A number of complaints have been made in connexion with the wave lengths allotted to various stations. The air is a great space, but for broadcasting purposes even it cannot be left uncontrolled. It is essential that we shall maintain an authority to determine the wave lengths and other conditions which shall apply to different stations. I know that some stations have complained that they are subjected to interference from other stations.

Mr Beasley - Is the department prepared to rectify such complaints?

Mr FENTON - Yes, so far as practicable; but so much depends on the location of stations. When various bodies have applied to the department for permission to erect stations in different places, the department has granted the necessary permission; but it often happens that a station site is selected without proper regard for surrounding conditions. This leads to unnecessary interference. I know very well that at my own home, which is a little distance in from the coast, my wireless reception is often interrupted by the transmission of Morse signals from ships at sea.

Mr Beasley - Station 2SM, Sydney, was erected where the department desired it to be built; but the controllers of it have complained that they have been " jammed ".

Mr FENTON - I cannot give, the honorable member any definite information on. that point.

Mr Stewart - The controllers of 2SM did not erect a station; they broadcast through station 2FC.

Mr FENTON - All I can say is that the Government desires to do the very best possible in the interest of wireless development. I am sure that a commission appointed in the terms of this bill will enthusiastically undertake its work. I believe that seven stations are. operating in Sydney. Under prevailing conditions it is almost inevitable that interference will occur. I assure honorable members that the technical officers of the

Government are doing everything possible to conduct our wireless operations in the best possible way.
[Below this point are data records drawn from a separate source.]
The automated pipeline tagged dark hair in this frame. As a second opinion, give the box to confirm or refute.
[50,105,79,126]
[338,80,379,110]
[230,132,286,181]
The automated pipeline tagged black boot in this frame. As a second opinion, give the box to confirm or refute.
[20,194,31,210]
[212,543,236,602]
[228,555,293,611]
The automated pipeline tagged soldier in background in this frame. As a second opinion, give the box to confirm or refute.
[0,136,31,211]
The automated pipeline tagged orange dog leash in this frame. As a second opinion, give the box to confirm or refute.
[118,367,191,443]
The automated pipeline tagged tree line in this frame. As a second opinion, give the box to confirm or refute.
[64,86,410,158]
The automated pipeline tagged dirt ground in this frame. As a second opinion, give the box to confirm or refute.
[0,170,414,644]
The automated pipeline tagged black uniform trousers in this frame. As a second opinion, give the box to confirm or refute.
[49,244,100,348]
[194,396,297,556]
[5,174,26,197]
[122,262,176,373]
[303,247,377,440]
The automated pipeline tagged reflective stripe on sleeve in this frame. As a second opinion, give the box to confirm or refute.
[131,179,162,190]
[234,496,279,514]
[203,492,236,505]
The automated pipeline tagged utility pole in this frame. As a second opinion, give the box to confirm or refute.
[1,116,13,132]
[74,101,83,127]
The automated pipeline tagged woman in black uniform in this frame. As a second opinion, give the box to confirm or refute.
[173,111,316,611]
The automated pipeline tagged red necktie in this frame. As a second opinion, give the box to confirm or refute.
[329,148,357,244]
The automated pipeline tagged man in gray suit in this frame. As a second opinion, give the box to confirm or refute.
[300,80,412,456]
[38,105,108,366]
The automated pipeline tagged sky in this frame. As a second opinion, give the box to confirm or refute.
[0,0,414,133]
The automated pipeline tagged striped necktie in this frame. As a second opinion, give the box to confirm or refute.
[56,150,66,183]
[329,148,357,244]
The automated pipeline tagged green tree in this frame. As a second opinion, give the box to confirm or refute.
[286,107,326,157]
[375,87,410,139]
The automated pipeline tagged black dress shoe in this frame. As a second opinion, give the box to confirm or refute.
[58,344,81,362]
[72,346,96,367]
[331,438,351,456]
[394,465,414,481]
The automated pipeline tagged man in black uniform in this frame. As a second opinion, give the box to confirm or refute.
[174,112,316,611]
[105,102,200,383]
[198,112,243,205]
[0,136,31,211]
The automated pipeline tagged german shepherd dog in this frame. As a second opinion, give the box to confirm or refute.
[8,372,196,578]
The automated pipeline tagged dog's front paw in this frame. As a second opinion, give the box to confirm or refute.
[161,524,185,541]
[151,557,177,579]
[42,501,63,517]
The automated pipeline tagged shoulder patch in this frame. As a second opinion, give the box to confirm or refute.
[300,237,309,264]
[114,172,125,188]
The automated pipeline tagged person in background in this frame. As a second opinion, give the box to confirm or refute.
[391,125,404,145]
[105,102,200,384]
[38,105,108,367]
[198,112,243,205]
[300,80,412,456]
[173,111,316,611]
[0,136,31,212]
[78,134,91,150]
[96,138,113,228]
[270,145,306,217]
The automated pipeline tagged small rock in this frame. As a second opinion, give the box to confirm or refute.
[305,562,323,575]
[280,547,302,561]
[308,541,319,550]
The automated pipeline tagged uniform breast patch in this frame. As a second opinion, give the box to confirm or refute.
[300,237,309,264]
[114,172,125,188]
Mr Beasley - I should like more information about the qualifications required of the commissioners.

Mr FENTON - The Government will expect the commissioners to be men of good standing.

Mr Thompson - I take it that they will be specially qualified to do the work required of them.

Mr FENTON - I am not able at the moment to give the honorable member exact information as to the qualifications required of the governors of the British Broadcasting Corporation, when the control of wireless was transferred from private to government hands in Great Britain; but, speaking from memory, they were expected to be men with no axes to grind. It was recommended that they should be men of independent mind, good judgment, and outstanding ability. I may tell honorable members that it is expected by the Government that at least one lady will be appointed to the Australian commission.

Mr White - Will the commission be authorized to appoint sub-committees as the British Broadcasting Corporation can do?

Mr FENTON - Yes ; though these will be only advisory bodies.

Mr Guy - Is it proposed that the present allocation of the licence fees shall be maintained?

Mr FENTON - It is proposed that 12s. of the licence-fee shall be made available to the broadcasting commission. We hope, of course, that with the developments which will follow, some re-arrangement will be possible in the present allocation ; but the commission will certainly have 12s. of each licencefee, as under present conditions. Of the remaining 12s., 3s. will be set aside for patent rights, and 9s. will be taken by the Government. I hope that the measure will be kindly treated by honorable members, and receive a speedy passage.

Debate (on motion by Mr. A. Green) adjourned.